# Ex 4 - Datacube

This notebook briefly describes how to use the `Datacube` class to easily read and process ICEYE datacubes. 

In [1]:
from pathlib import Path
import os
import icecube
from icecube.bin.datacube import Datacube
from icecube.bin.generate_cube import IceyeProcessGenerateCube

Please configure paths below as per need

In [2]:
resource_dir = os.path.join(str(Path(icecube.__file__).parent.parent), "tests/resources")
grd_raster_dir = os.path.join(resource_dir, "grd_stack")

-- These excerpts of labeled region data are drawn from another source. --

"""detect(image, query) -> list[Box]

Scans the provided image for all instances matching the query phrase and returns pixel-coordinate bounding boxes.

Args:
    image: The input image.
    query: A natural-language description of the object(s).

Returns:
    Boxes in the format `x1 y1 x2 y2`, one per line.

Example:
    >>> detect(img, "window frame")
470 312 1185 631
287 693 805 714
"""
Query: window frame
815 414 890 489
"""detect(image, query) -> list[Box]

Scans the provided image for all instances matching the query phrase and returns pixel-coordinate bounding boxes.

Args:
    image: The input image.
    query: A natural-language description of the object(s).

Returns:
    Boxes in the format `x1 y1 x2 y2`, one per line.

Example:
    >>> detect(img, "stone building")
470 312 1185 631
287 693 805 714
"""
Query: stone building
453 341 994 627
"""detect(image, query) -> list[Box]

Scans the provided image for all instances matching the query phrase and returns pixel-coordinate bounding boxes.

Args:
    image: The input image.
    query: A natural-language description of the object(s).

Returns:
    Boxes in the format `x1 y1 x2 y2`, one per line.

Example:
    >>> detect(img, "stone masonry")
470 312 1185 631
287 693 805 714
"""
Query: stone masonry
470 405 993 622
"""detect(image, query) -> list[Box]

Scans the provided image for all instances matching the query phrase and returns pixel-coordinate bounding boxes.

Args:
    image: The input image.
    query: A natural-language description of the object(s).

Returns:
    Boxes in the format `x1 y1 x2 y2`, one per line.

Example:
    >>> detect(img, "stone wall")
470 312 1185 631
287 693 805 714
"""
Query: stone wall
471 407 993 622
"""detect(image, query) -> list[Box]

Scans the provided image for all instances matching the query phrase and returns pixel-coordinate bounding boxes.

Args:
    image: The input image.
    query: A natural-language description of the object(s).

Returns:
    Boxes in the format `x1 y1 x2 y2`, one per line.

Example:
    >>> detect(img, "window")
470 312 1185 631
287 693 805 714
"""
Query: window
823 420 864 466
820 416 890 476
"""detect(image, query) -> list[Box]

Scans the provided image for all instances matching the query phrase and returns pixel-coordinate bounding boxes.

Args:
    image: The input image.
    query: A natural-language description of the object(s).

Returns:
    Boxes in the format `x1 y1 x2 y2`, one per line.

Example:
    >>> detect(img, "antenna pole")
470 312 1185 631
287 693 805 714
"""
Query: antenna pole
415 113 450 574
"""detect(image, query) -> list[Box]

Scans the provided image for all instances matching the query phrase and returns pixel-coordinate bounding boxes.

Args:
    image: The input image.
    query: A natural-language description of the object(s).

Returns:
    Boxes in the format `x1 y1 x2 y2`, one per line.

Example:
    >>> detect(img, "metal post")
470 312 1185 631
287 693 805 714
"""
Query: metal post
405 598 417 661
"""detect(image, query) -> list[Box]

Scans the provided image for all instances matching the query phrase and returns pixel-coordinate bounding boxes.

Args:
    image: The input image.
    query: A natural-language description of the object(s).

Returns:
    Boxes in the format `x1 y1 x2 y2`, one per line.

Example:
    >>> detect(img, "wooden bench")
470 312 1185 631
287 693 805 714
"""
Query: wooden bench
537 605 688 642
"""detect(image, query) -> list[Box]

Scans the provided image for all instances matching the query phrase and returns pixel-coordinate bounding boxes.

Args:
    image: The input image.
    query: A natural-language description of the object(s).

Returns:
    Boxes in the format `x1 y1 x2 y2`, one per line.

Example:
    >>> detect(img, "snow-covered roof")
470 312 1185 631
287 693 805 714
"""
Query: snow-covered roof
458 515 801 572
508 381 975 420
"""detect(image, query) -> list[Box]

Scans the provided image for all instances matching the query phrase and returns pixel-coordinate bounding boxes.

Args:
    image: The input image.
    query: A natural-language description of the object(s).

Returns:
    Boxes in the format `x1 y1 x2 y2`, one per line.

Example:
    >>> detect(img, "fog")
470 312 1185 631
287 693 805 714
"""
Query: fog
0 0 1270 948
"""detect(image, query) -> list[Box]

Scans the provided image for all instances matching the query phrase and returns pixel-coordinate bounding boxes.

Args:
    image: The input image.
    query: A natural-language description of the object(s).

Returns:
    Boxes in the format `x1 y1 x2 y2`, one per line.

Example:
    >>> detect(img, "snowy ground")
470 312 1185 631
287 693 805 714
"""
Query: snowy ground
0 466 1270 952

# to show example with vectors
vector_labels_fpath = os.path.join(resource_dir, "labels/dummy_vector_labels.json")
# Example of the "labels/dummy_vector_labels.json"
#[
#    {
#        "product_file": "ICEYE_GRD_SLED_54549_20210427T215124_hollow_10x10pixels_fake_0.tif",
#        "labels": {
#            "objects": [
#                {
#                    "class": "rand-b",
#                    "bbox": {
#                        "xmin": 2,
#                        "ymin": 5,
#                        "xmax": 9,
#                        "ymax": 7
#                    }
#                },


# cube configuration fpath
cube_config_fpath = os.path.join(resource_dir, "json_config/config_use_case5.json")
# config_use_case5.json 
#{
#    "start_date": 20210425,
#    "end_date" : 20210430,
#    "min_incidence_angle" : 20,
#    "max_incidence_angle" : 34,
#    "temporal_resolution" : 1,
#    "temporal_overlap" : 1
#}


Below we will showcase an example of using the `Datacube` class for netCDF4 file format built with GRDs 
and vector labels.

Let's build the cube first with our sample dataset. It is worth mentioning that any icecube dataset can be easily attached to `Datacube` using `Datacube.set_xrdataset(xr.Dataset)` or if we have a netCDF4 file, it can easily be read using `Datacube.read_cube(cube_fpath)`.

In [3]:
dc = IceyeProcessGenerateCube.create_cube(grd_raster_dir, cube_config_fpath, vector_labels_fpath)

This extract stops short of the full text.